🧹 Part 1: Pruning — Eliminating the unnecessary
What is pruning?
Pruning is a technique that aims to remove parts of the model that do not significantly contribute to its performance. The analogy is simple: like a gardener pruning dead or unnecessary branches from a tree so it grows stronger and healthier, in AI we remove weights, neurons, attention heads, or even entire layers that are redundant or irrelevant.
Types of pruning
1. Unstructured Pruning
- Individual weights scattered throughout the model are removed.
- Results in sparse matrices (many zeros).
- Although it reduces the number of parameters, it doesn’t always improve speed, because hardware isn’t optimized to efficiently operate with sparse matrices.
- Example: Magnitude Pruning — remove weights with the smallest absolute value.
2. Structured Pruning
- Entire components are removed: neurons, filters, attention heads, layers.
- Produces smaller and faster models, as hardware can leverage the reduced structure.
- Example: Remove entire attention heads in a Transformer, or entire MLP layers in Llama.
3. Global vs Local Pruning
- Local: pruning is performed within each layer separately.
- Global: the entire model is considered, and the least important weights across the entire graph are removed.
How do you decide what to prune?
Multiple criteria exist:
- Magnitude: weights close to zero are candidates.
- Gradient: weights with small gradients during training are less sensitive.

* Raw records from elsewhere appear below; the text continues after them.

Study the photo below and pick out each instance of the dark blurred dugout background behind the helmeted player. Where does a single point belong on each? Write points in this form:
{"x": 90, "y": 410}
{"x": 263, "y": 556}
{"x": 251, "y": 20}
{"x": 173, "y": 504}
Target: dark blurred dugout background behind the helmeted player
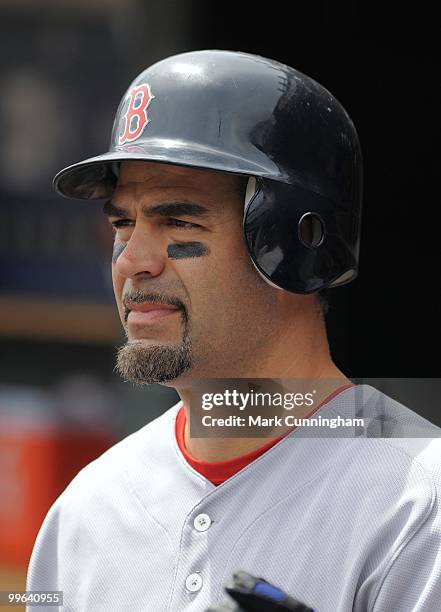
{"x": 64, "y": 66}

- Sensitivity: measure how much performance is affected by removing a weight or neuron.
- Advanced methods: such as Movement Pruning (observe how weights change during fine-tuning) or MAMA (analyze magnitude and movement).
Typical pruning process
- Train the original model until convergence.
- Identify components to prune using a criterion (magnitude, sensitivity, etc.).
- Remove the components (set weights to zero or delete layers).
- Retrain or fine-tune the pruned model to recover performance.
- Evaluate the final model on accuracy, size, and speed metrics.
Advantages and disadvantages
✅ Reduces number of parameters and model size.
✅ With structured pruning, improves inference speed.
✅ Maintains overall architecture, facilitating implementation.
❌ May require retraining, consuming time and resources.
❌ If pruned too aggressively, performance is irreversibly lost.
❌ Unstructured pruning doesn’t always improve latency on standard hardware.